# Sprite Animation Generation: Detecting Loops

## Problem

We are generating run cycle sprite animation using [Seedance 1 Pro](https://app.scenario.com/videos/new?modelId=model_bytedance-seedance-1-pro). It generates video sequence that is 5 seconds and it is enough to contain lots of repetitions of run cycle.

* **Number of frames**: 24 fps \* 5s = 120 frames
    
* **Typical run cycles**: around 16 frames.
    
* So, there will be around 7.5 **repetitions** of run cycle in five second video.
    

We can manually detect the cycles and trim them but for SpriteDX, I want remove all of those manual work out of the way.

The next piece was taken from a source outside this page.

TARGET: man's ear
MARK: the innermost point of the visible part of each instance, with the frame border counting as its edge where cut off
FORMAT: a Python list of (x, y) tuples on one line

So, I did some vibe coding here and created a script for trimming the video (see bottom for the full code).

**Input Video (120 frames)**

%[https://youtu.be/nNALqupjudY] 

**Result (16 frames)**

%[https://youtu.be/bOMuJDWYhhE] 

**Here is Animated GIF version**:

![](https://cdn.hashnode.com/res/hashnode/image/upload/v1753396786609/06c9690d-746c-48c7-8a59-3cced8ea6505.gif align="center")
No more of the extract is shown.